Multiple alignments of protein and cDNA sequences were generated with ClustalW.1.83 using Gonnet/IUB matrices and default parameters . Phylogenetic trees were calculated by the neighbor-joining algorithm . Bootstrap values of the trees were calculated for 1000 trials using the MEGA4 program package . Given the close evolutionary relationship of duplicated genes, a maximum parsimony analysis was performed for protein sequences using the program PROTPARS of the PHYLIP package . Since internal rearrangements of zinc finger domains were expected from domain organization and initial neighbor-joining tree inspections, this analysis was best suitable for the KRAB domain. In addition, all zinc finger domains were analyzed by principal component analysis individually (see below). Other human C2H2 zinc finger genes and distant relative Xenopus laevis Xfin [GenBank:X06021, GenBank:EU277665] were included in some analyses as outgroups (see respective figures and Additional files 1 and 2 for accession numbers and sequences).

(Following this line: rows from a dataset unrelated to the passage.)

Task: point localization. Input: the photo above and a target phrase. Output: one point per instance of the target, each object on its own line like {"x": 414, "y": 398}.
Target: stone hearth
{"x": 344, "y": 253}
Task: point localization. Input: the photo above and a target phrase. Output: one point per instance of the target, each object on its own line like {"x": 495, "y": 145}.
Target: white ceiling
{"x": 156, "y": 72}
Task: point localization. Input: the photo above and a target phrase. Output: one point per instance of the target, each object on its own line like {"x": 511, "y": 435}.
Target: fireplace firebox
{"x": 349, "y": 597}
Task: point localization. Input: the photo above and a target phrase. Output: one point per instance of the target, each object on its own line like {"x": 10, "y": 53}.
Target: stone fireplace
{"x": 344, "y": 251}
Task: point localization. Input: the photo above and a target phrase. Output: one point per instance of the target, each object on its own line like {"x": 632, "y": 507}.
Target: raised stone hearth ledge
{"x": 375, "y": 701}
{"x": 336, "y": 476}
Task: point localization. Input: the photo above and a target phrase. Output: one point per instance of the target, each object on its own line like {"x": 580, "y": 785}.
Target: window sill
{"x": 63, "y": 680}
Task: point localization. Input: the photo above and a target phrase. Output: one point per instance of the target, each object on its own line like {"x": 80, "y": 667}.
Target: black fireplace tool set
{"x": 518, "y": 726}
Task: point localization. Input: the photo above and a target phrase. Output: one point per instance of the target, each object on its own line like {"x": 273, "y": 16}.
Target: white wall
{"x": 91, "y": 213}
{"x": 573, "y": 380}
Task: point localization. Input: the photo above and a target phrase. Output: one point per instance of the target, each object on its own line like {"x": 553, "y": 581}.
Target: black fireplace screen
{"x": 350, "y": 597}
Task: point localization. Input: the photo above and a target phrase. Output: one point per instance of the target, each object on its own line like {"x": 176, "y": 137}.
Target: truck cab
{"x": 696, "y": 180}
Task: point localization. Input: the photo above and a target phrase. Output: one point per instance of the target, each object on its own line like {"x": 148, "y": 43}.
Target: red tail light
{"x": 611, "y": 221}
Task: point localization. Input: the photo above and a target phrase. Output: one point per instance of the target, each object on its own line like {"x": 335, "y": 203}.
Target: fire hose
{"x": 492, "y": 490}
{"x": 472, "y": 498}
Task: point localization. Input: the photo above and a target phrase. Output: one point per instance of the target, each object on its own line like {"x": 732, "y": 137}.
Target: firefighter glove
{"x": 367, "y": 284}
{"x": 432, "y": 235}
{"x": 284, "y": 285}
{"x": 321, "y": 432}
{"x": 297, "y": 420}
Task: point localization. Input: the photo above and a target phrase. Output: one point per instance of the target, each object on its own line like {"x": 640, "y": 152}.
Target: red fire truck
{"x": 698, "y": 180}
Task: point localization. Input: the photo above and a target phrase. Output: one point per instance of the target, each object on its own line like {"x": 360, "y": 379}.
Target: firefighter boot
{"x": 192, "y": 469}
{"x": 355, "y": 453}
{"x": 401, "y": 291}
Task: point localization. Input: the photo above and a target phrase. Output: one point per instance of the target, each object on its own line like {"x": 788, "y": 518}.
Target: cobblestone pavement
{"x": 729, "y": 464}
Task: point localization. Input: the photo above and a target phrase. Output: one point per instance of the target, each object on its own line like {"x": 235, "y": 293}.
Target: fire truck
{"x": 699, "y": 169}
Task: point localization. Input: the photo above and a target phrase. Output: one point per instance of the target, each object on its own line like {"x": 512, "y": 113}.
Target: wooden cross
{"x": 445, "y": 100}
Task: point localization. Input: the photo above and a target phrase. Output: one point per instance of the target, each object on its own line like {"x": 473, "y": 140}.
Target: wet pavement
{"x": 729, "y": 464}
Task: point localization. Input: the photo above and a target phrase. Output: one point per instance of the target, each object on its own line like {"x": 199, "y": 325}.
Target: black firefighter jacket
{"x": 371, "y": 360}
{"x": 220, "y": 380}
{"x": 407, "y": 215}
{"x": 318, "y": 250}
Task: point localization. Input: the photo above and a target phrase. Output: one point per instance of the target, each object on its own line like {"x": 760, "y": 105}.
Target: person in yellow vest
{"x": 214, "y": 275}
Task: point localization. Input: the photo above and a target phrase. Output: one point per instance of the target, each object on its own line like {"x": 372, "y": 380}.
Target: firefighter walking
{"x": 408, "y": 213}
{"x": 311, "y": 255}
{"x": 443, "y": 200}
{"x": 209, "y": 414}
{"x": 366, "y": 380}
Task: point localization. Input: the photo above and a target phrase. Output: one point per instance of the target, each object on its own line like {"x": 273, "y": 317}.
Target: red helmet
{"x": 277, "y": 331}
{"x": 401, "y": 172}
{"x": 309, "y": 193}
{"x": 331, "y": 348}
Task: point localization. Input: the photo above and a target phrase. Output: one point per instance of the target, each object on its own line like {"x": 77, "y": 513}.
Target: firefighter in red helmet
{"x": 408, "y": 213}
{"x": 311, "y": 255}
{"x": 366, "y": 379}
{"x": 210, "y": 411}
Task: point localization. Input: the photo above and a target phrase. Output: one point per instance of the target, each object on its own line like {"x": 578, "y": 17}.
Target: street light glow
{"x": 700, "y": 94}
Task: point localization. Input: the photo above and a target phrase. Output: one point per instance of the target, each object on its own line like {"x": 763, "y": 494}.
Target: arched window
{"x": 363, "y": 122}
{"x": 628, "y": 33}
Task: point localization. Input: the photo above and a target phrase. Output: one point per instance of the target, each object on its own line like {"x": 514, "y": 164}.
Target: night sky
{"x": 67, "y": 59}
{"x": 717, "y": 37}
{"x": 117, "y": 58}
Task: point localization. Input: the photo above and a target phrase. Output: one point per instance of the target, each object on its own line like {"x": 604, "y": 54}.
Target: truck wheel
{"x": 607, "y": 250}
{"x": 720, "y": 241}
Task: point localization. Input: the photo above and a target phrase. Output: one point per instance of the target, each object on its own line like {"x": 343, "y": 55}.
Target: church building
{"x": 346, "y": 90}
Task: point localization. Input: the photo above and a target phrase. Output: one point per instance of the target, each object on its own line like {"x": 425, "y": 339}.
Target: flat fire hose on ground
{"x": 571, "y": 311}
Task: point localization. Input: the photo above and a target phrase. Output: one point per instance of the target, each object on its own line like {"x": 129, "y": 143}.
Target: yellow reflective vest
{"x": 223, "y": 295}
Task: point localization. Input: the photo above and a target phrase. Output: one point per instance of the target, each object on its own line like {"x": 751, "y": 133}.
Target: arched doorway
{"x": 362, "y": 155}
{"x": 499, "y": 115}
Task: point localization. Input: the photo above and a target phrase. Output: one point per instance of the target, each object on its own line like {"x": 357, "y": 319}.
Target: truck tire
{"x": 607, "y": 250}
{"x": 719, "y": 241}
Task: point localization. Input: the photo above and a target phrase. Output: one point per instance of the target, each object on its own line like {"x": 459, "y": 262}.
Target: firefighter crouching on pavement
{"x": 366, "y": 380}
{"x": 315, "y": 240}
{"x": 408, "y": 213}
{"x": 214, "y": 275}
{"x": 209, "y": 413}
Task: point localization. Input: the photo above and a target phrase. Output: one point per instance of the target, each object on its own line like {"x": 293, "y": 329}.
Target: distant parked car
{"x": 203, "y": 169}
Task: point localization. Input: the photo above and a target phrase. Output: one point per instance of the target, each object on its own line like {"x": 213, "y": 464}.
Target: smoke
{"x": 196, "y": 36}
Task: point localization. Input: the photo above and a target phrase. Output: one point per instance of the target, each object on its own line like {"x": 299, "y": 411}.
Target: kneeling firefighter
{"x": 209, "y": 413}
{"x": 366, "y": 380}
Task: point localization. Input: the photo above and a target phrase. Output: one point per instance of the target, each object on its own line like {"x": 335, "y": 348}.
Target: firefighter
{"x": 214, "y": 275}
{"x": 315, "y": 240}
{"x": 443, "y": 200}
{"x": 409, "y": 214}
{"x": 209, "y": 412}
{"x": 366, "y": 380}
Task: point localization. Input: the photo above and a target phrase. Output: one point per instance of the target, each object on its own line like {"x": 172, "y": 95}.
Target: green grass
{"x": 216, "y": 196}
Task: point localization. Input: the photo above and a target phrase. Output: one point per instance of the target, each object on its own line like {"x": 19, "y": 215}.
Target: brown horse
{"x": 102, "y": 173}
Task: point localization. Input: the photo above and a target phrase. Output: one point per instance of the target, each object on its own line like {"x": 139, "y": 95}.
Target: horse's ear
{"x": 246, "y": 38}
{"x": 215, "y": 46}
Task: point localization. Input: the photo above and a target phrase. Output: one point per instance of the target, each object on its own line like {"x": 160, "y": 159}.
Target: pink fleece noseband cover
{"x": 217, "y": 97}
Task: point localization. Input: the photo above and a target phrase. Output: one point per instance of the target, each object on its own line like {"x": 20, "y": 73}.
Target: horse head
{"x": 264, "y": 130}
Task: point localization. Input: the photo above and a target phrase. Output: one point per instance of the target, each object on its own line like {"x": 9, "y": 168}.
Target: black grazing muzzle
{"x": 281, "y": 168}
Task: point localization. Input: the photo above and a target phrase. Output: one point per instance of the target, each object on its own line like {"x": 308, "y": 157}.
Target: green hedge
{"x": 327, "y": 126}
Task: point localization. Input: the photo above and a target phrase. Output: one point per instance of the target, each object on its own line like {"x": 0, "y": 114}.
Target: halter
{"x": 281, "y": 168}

To estimate selective evolutionary pressure on different parts of the gene sequences encoding the different domains we employed the YN00 module of the PAML software package version 3.14 [53,54]. The codon-based alignments of the domains/regions KRAB-A, KRAB-B, linker ("LINK") and zinc fingers ("ZNF") were done separately using ClustalW 1.83 . We calculated the ratio ω of the number of non-synonymous (dN) and the number of synonymous (dS) substitutions per site for each pairwise comparison in a multiple alignment of ortholog sequences. Values of ω < 1, = 1 and > 1 refer to negative purifying selection, neutral evolution or positive selection, respectively. Z scores as output of the Z-test of selection were calculated from: Z score = (dN-dS)/sqrt (dN_SE2 + dS_SE2) with SE being the standard deviation of the mean. The accompanying p-value was determined through: p = 1-normsdist (abs(Z score)).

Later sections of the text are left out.